Mais la cloche, subitement, se tut. Le tocsin avait cessé de sonner… On entendit Henri Fauvet et V. P. monter précipitamment le reste de l’escalier conduisant au clocher, puis, plus rien…

Au bout de dix minutes à peu près, les deux hommes revinrent dans le corridor, où tous les attendaient fort anxieusement.

— Eh ! bien ? fit Mme  de Bienencour.

— Eh ! bien, nous n’avons vu personne…

— Vraiment !

— Si c’est l’Ombre du Beffroi, qui a sonné la cloche, elle avait disparu…

— Mais, M. Fauvet, s’écria Mme  de Bienencour, vous ne croyez pas réellement à l’Ombre du Beffroi ?

— Ma foi, je ne sais ! répondit, d’un ton grave, le père de Marcelle.
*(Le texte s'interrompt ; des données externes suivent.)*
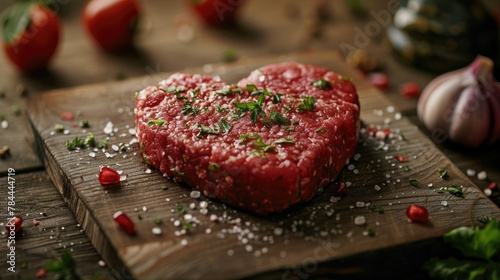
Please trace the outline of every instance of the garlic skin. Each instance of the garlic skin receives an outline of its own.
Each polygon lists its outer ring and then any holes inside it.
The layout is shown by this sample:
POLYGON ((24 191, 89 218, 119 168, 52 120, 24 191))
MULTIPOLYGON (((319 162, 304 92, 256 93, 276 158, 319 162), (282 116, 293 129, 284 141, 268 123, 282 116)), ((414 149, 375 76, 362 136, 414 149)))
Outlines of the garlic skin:
POLYGON ((445 73, 422 91, 417 113, 432 133, 467 147, 500 139, 500 84, 493 61, 478 56, 469 66, 445 73))

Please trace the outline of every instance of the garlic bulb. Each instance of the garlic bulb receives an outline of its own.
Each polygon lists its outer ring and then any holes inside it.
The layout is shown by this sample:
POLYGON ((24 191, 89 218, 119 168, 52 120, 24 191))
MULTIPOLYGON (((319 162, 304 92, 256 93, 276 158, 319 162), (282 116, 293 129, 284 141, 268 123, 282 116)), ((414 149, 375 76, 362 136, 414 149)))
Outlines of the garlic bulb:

Qui a sonné le tocsin ?… La cloche a sonné à toute volée, cependant, nous n’avons rien vu, rien !

— C’est… c’est mystérieux, en effet ! murmura Gaétan.

— Le beffroi vibrait encore, lorsque nous y sommes parvenus, V. P. et moi, et la cloche oscillait légèrement ; voilà tout.

— C’est la plus étrange chose !

— Ce n’est pas sans raison qu’on nomme votre propriété : le Domaine du Mystère, M. Fauvet ! dit, avec un sourire un peu contraint, la tante de Gaétan.

— Je propose que chacun de nous retourne dans sa chambre, dit Henri Fauvet. Essayons de dormir ! Demain, quand il fera jour, nous ferons une excursion, tous ensemble, dans le beffroi ; peut-être y découvrirons-nous quelque chose !

— Oui, allons nous coucher ! firent-ils tous.

— Bonne nuit, à tous ! dit Marcelle.

— Bonne nuit !

Marcelle, la première, rentra dans sa chambre, dont elle laissa la porte entr’ouverte. Et Iris Claudier eut la satisfaction de voir la fiancée de Gaétan boire, jusqu’à la dernière goutte, avant de se coucher, le verre de limonade, qu’elle prit sur la petite table, à la tête de son lit.